The report notes that in 2010, HHS allocated $20 million to the IRS for enforcing the healthcare law "without the Committee's knowledge." It also notes that the IRS received $168 million from HHS to implement the law in 2011, and plans to get another $322 million from HHS in 2012.

"The Committee prohibits further such transfers during fiscal year 2013 in section 106 of this Act," the report states.

The bill would spend a total of $21.5 billion on the IRS, Treasury Department and other related agencies, about 1.7 percent less than the current funding level. The bill increases funding in some areas, such as Small Business Administration business and disaster loans, public safety and education in Washington D.C., and the Treasury Department's anti-terrorism financing programs.

To make up for these increases, the bill makes cuts in several areas, including the executive office of the president.
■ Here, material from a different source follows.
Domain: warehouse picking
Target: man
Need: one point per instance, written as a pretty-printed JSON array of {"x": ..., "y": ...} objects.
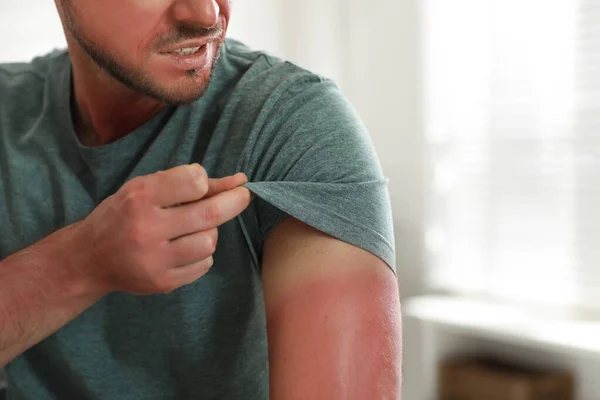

"The committee is disappointed that the administration's request did not propose additional reductions for the EOP salaries and expenses accounts," the bill report says. "The committee believes that the chief executive of any organization experiencing a fiscal crisis should share in the funding sacrifice along with the rest of the organization.

"Therefore, the committee has reduced the salaries and expenses appropriation for each organization under this heading," it adds.

Specifically, the bill would fund salaries in the executive office of the president at $650 million, down $9 million from the current level. White House salaries and expenses would be cut $2.8 million, and funding for costs related to keeping up the White House would be cut $671,000.

Other executive branch agencies would receive token cuts as well, while the Office of Management and Budget would see funding drop nearly $9 million, to $80.5 million.

The bill would also take a swing at the General Services Administration (GSA), which faced harsh criticism this year for a lavish, 2010 conference in which more than $800,000 was spent. Under the bill, the GSA would face more oversight related to its travel budget, and would be banned from holding conferences that don't comply with relevant laws and regulations.

The GSA would also have to submit quarterly spending reports to Congress, and face restrictions in monetary awards it gives to employees.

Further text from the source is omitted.